Turkey itself has “benefited from raising the level of fundamental rights” in the country, the finance minister added.

Suggesting that surging oil and gas prices provide “a great opportunity to invest more abroad” for Arab businessmen, Şimşek also expressed a positive outlook on energy costs. “[Arab] capital could flow into Turkey,” he said, noting that such inflows would lay the foundations for better economic integration.

Targets in bilateral trade

“Bilateral trade between Turkey and Arab nations stood at around $6.9 billion eight years ago. As of 2010, it has reached $33.5 billion,” he said.

Taking the floor after Şimşek, Rifat Hisarciklioğlu, the head of the Turkish Union of Chambers and Commodities Exchanges, or TOBB, said the level reached in bilateral trade was not sufficient. “The total import volume of Arab nations stands at around $600 billion,” he said. “Turkey’s annual imports are at around $180 billion, but Arab nations account for only $10 billion of this amount.”
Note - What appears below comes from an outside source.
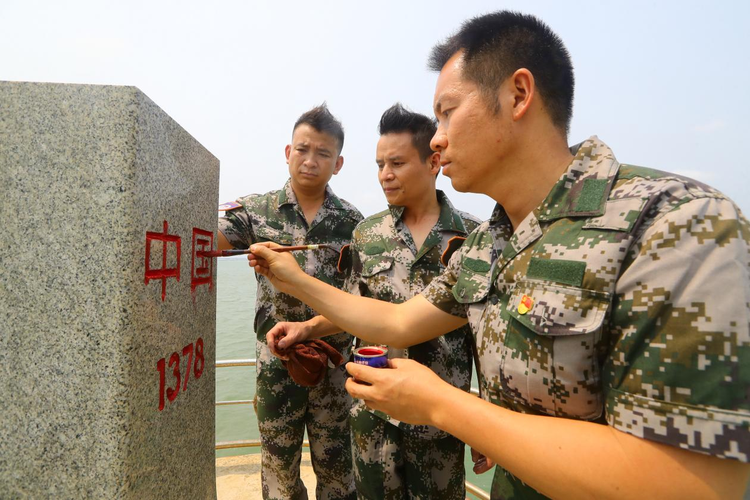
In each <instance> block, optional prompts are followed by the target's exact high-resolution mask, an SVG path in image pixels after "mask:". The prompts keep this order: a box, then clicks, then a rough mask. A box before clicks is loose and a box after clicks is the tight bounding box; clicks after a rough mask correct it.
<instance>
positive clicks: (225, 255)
mask: <svg viewBox="0 0 750 500" xmlns="http://www.w3.org/2000/svg"><path fill="white" fill-rule="evenodd" d="M319 248H328V245H324V244H320V245H297V246H289V247H277V248H272V249H271V250H273V251H274V252H296V251H297V250H317V249H319ZM249 253H252V252H251V251H250V249H249V248H243V249H232V250H213V251H211V252H198V255H199V256H201V257H232V256H234V255H246V254H249Z"/></svg>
The political instability engulfing the region has, however, taken a toll on Turkish exports. In February this year, exports to North Africa dropped by 19.6 percent compared to a year ago.

Hisarciklioğlu pointed out that Turkey has been working on a new industrial zone in Jenin, the largest town in the northwestern West Bank on Palestinian territory. “We are building up this industrial zone to promote peace through industry and investments,” he said. “Turkey currently is working on the infrastructure of the project.”
Mohammed al-Fatah Naciri, the ambassador of the Arab League, called for an end to the Israeli embargo against Palestinians. He also said economic cooperation between Arab nations and Turkey serves “the common interest of all.”
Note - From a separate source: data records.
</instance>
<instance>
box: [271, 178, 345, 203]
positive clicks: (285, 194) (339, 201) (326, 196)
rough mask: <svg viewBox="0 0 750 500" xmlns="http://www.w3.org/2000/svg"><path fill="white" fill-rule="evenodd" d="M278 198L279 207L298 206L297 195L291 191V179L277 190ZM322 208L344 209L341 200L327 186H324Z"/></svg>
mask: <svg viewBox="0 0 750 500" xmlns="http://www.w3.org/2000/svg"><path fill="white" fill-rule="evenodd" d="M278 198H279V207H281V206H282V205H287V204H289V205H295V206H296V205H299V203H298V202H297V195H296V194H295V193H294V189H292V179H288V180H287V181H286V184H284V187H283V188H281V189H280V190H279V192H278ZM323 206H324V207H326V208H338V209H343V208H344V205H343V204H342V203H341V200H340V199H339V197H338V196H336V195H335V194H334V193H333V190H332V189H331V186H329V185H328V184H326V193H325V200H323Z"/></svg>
“Turkish constructors account for almost 40 percent of all projects in Arab countries,” said Hisarciklioğlu, adding that the total volume of such contracts has reached $76 billion. The number of Arab tourists to Turkey has surged thanks to the lifting of visa requirements with Syria, Lebanon and Jordan, he added.
“The number of Arab tourists visiting Turkey was at around 250,000 a decade ago. As of 2010, the number stands at 1.8 million,” Minister Şimşek said.
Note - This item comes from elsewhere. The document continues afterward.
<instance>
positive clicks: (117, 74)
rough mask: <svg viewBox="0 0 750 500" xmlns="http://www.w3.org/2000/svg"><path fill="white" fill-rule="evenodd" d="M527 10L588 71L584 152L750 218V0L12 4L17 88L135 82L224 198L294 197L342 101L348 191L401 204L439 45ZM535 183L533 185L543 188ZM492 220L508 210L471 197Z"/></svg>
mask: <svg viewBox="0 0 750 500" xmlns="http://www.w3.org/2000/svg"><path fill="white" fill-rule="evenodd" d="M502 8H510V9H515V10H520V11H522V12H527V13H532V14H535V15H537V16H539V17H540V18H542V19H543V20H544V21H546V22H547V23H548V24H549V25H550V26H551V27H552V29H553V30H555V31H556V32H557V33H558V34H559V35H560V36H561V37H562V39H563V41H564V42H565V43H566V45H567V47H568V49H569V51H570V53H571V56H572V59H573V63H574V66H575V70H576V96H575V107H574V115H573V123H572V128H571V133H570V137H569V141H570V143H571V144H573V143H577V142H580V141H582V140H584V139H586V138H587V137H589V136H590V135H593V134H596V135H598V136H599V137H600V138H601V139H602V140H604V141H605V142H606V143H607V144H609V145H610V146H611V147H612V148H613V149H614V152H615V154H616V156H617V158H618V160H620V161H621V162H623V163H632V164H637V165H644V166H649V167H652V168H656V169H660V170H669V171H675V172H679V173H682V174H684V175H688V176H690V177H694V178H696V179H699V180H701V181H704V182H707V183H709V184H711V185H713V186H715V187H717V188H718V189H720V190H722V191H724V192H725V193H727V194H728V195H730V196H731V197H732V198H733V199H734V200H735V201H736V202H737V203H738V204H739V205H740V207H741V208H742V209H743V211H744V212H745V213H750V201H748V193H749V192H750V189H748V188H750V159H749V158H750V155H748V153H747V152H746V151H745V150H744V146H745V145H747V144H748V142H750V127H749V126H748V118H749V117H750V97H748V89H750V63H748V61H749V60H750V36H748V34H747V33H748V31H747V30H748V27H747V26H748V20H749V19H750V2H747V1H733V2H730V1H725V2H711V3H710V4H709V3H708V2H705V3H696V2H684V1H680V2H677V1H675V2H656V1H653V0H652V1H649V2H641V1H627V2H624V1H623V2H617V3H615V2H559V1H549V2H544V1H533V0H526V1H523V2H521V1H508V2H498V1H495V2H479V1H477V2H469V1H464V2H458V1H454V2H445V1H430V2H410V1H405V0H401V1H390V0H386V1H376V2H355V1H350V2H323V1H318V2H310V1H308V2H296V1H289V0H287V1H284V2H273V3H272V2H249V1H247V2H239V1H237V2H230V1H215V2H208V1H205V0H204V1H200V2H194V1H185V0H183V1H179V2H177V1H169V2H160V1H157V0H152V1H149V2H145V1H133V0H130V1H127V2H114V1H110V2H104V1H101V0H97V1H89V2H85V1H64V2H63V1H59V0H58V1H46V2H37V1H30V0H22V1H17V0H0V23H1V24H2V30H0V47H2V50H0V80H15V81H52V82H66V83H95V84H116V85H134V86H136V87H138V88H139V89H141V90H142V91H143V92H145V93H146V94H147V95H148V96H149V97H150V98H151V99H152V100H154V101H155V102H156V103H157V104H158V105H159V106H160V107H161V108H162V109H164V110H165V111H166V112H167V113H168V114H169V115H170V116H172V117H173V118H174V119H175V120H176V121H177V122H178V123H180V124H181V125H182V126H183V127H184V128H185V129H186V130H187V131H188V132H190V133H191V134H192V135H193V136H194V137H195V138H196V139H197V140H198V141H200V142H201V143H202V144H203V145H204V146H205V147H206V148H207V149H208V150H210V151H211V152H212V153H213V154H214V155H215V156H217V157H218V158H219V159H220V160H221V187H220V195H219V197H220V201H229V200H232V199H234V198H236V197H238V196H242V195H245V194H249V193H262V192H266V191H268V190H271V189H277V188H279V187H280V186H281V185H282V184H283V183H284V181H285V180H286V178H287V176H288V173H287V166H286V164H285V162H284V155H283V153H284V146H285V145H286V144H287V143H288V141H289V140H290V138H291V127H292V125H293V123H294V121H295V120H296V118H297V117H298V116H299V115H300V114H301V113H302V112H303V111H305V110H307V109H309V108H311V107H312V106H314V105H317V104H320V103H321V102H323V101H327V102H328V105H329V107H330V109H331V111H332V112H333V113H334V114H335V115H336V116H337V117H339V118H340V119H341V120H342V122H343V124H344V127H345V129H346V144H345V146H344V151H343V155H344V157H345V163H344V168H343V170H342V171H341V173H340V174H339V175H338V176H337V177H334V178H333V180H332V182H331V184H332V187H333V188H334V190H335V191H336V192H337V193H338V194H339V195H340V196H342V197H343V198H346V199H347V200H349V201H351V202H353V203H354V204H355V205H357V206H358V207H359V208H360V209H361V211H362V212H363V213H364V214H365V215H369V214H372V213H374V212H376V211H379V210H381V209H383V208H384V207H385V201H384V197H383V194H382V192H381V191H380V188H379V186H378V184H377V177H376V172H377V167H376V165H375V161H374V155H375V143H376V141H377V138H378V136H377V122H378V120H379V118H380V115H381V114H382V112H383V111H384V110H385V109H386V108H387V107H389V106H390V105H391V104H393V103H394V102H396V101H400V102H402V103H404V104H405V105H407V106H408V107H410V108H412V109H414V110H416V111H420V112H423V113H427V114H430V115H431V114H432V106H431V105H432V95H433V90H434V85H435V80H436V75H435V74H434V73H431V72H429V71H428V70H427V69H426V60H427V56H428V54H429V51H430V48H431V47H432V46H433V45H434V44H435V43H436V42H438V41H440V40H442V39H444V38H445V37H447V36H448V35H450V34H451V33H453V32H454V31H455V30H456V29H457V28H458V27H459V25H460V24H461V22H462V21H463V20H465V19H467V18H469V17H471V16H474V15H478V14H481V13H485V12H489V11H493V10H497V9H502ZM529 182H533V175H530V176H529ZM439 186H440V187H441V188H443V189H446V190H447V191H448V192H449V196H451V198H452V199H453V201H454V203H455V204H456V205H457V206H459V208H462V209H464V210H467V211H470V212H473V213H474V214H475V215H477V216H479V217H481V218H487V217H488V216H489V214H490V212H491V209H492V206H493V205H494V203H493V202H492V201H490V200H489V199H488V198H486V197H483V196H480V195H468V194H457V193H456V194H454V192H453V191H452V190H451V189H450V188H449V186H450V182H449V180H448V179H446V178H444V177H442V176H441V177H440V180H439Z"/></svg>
A few of the speakers praised Turkey’s economic success, holding it up as an example for the region. “Turkey’s experience is the best proof yet that correct economic policies can lead to resounding success on the international level,” said Rouf Abou Zaki, the chief executive of Al-Iktissad Wal-Aamal Group, which organized the event along with Turkey’s Foreign Economic Relations Board, or DEİK.

Noting that Turkish investors have penetrated deep into Iraq, the country’s Finance Minister Rafe al-Issawi said those who come first to Iraq “will have the greatest profit.”

Iraq needs investments mainly in electricity generation, said al-Issawi, adding that his ministry would give letters of guarantee for Turkish companies considering such investments. “We also need nearly 3 million new houses,” he said, inviting Turkish construction companies to Iraq.